Infografik Karte Weltweiter Impfortschritt Covid-19 DE

Für andere Experten ist es mit Blick auf das Infektionsgeschehen zudem wichtiger, auch in Deutschland erst einmal junge und gesunde Menschen zu impfen, die bislang noch gar kein Vakzin erhalten haben.

Noch ist die aktuelle Stiko-Empfehlung mit ihren Einschränkungen nicht publiziert. Gültig werde sie, sobald sie veröffentlicht sei, sagte Mertens. Er rechne damit in einigen Tagen.

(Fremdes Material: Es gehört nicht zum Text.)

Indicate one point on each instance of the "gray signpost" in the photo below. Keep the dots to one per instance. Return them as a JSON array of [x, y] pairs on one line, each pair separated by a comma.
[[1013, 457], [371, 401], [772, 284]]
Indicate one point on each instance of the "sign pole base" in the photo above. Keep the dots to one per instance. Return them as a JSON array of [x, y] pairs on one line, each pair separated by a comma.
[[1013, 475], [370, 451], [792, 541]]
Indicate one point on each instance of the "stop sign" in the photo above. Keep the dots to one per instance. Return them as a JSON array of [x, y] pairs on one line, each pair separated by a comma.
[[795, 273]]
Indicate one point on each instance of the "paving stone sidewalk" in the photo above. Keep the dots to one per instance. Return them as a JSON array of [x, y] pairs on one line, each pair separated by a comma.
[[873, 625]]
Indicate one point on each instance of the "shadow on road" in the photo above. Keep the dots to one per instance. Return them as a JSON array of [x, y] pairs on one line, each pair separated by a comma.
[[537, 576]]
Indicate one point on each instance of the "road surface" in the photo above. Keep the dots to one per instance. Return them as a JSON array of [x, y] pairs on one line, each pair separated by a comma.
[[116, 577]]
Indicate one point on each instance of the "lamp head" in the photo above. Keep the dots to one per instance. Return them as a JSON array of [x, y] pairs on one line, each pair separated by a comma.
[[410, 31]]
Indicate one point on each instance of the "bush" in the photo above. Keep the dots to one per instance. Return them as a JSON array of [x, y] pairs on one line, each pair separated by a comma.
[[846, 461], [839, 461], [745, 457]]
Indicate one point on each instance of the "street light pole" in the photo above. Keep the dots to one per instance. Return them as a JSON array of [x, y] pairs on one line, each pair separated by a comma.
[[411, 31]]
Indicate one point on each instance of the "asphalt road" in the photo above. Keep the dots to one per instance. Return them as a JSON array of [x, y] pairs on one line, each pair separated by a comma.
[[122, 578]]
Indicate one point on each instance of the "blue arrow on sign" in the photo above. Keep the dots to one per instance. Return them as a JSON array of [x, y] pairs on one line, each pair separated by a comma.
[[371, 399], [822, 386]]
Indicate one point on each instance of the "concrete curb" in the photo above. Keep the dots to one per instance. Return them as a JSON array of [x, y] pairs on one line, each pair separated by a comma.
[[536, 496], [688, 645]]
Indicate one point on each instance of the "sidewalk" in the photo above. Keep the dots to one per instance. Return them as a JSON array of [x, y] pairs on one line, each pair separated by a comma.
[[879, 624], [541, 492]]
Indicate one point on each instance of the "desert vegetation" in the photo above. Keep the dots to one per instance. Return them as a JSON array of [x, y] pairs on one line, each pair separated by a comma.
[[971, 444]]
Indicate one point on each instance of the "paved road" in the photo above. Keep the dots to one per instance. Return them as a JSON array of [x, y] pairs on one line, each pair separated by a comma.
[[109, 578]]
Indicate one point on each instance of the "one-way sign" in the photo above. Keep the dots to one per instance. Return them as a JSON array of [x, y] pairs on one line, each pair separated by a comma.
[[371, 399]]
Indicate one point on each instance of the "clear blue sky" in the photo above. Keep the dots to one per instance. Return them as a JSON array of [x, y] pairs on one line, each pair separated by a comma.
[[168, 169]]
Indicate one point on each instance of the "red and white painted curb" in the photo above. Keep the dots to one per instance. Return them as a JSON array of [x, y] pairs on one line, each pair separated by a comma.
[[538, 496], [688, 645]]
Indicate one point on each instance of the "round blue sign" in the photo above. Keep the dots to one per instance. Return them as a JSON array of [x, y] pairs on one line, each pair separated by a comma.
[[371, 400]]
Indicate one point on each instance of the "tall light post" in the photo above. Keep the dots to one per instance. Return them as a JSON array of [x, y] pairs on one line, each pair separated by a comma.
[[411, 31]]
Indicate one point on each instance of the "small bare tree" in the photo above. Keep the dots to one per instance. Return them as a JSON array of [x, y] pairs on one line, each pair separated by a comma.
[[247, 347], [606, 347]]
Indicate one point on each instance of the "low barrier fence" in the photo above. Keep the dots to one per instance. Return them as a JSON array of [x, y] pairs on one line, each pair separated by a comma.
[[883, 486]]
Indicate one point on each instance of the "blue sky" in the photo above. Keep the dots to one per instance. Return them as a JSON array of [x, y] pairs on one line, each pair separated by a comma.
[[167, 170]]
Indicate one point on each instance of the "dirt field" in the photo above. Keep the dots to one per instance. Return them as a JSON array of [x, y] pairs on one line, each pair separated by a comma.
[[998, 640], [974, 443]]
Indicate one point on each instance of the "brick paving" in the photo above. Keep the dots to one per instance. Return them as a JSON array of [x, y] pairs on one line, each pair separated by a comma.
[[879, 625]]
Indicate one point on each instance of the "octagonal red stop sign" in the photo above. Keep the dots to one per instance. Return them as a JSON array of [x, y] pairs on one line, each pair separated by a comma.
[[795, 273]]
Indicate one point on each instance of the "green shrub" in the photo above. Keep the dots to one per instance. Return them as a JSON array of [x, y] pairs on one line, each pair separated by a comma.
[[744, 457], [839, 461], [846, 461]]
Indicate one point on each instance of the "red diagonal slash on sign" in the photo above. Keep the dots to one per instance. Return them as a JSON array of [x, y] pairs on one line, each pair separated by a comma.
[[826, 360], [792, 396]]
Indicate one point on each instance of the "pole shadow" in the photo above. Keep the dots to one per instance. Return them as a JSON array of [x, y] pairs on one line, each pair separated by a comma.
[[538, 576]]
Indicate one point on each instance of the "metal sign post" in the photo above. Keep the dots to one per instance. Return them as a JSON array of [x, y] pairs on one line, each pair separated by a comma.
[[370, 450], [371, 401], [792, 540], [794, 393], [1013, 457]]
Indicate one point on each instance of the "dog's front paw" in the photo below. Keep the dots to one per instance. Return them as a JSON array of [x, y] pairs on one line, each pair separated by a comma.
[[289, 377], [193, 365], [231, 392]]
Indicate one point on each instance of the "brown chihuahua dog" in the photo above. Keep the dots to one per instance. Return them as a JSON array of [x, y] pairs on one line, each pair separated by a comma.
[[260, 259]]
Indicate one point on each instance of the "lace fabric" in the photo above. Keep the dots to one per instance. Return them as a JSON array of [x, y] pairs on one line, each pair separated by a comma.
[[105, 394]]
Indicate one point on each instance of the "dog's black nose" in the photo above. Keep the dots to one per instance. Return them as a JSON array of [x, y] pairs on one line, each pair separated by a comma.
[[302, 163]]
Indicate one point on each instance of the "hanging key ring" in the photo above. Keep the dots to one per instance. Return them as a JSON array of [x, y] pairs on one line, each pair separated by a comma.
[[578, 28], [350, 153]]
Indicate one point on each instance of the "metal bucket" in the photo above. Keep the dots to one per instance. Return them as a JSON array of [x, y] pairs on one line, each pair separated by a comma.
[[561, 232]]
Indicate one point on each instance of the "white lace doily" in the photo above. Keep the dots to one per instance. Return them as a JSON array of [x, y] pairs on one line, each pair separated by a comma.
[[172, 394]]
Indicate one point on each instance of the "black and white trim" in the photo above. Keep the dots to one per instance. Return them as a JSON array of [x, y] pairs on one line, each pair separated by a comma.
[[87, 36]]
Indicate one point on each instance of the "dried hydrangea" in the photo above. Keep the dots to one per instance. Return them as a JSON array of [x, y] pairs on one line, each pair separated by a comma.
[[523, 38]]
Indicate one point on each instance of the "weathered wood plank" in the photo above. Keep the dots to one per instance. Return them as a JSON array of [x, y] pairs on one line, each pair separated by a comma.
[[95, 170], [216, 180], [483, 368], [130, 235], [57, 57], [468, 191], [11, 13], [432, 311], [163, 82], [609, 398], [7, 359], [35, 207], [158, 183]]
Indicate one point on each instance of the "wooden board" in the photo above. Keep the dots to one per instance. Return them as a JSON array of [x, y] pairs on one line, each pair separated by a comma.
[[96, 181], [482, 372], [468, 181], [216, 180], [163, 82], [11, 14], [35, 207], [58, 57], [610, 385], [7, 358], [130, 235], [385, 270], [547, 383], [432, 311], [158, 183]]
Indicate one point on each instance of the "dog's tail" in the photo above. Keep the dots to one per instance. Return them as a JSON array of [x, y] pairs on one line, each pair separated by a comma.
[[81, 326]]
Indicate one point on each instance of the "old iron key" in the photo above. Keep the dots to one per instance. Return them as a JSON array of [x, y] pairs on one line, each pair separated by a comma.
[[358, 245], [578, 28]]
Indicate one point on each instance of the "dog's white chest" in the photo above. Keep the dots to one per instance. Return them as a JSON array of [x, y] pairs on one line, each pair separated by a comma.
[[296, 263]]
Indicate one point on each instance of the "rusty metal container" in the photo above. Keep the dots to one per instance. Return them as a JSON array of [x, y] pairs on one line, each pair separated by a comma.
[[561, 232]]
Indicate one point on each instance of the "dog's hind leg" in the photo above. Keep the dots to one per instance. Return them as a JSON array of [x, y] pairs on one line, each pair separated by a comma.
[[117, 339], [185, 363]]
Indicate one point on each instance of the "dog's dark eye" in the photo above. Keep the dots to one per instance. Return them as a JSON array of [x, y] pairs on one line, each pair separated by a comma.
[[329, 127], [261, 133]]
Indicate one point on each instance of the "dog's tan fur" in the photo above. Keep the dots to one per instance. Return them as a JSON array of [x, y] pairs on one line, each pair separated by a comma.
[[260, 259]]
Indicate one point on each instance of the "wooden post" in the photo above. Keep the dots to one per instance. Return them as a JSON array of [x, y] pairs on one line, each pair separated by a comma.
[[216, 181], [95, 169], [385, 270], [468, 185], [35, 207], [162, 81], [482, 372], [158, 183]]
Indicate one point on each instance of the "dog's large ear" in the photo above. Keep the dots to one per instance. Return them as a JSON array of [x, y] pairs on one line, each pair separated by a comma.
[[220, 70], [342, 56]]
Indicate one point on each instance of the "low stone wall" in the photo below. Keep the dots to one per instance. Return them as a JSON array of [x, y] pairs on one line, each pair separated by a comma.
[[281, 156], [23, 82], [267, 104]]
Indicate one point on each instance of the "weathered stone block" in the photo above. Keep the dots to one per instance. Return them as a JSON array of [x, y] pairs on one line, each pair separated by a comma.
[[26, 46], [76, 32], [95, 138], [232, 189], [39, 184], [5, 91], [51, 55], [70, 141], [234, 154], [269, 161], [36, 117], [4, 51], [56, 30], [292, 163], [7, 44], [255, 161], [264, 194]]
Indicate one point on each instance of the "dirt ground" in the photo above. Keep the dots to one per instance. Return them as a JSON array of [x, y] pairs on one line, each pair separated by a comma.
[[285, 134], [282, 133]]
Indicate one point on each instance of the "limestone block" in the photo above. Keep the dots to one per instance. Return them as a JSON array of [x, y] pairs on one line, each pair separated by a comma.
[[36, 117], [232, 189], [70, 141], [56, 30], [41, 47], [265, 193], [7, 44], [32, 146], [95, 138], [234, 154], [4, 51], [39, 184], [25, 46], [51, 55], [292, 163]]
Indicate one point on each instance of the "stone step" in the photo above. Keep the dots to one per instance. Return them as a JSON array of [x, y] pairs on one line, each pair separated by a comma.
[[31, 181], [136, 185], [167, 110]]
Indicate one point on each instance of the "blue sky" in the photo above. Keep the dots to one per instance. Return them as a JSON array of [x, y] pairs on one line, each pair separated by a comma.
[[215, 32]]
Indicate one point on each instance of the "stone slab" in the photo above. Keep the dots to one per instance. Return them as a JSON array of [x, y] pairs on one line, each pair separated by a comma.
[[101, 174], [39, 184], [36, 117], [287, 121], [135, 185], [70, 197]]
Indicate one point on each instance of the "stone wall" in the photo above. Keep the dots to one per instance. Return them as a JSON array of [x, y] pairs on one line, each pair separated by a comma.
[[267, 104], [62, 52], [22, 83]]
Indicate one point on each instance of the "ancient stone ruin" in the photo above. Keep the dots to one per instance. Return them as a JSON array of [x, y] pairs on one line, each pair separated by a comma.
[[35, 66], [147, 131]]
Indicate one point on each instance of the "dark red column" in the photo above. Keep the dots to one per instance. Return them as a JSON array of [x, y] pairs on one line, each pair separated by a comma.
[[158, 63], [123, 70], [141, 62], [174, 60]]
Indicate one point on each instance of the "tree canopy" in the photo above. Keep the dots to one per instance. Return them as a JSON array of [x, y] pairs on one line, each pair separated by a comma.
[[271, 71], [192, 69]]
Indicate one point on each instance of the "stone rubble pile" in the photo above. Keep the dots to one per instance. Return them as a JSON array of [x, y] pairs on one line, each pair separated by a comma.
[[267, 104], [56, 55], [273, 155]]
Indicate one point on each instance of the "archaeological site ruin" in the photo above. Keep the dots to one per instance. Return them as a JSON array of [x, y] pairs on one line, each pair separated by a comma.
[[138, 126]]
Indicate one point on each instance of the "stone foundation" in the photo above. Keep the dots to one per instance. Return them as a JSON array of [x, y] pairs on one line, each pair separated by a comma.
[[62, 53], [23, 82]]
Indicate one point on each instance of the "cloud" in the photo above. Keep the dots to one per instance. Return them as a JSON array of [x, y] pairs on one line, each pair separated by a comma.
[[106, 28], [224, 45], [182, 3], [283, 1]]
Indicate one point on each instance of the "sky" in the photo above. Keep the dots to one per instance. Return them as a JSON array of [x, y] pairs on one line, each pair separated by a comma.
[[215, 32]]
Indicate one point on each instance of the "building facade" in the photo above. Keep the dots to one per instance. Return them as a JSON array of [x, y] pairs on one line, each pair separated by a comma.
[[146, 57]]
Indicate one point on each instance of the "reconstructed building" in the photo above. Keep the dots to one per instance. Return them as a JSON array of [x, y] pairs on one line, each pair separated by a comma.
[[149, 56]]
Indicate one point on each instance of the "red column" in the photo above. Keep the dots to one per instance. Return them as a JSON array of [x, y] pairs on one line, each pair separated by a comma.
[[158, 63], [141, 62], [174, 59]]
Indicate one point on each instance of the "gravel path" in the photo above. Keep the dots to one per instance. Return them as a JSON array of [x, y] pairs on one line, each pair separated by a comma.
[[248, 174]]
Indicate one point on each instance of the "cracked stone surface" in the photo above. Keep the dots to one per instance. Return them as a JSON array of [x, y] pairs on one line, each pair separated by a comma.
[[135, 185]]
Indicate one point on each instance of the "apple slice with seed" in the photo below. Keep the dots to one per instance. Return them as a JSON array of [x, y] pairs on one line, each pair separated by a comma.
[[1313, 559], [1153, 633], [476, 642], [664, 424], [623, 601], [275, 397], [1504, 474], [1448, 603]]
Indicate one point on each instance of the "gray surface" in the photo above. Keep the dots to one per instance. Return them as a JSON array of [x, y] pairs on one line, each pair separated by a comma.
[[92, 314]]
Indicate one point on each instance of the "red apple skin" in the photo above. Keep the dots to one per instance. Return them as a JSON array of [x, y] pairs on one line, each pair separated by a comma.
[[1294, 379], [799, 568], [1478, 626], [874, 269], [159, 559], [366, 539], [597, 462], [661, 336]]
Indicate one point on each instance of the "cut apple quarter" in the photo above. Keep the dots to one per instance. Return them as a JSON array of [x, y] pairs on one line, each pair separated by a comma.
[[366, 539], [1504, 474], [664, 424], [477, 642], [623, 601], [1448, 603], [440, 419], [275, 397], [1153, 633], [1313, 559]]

Das übliche Verfahren mit Stellungnahmen verschiedener Institutionen und Experten sei bereits gelaufen.

EMA entscheidet Anfang Oktober

In Europa will die Europäische Arzneimittelbehörde (EMA) voraussichtlich Anfang Oktober über Auffrischungsimpfungen mit dem Corona-Impfstoff von Biontech/Pfizer für Menschen ab 16 Jahren entscheiden.

Österreich, Tschechien, Ungarn, Russland und Serbien bieten bereits Booster-Impfungen an. Belgien, das Vereinigte Königreich, Dänemark, Finnland, Frankreich, Irland, Italien, Polen, Spanien und Schweden bieten sie nur für immungeschwächte oder ältere Menschen an.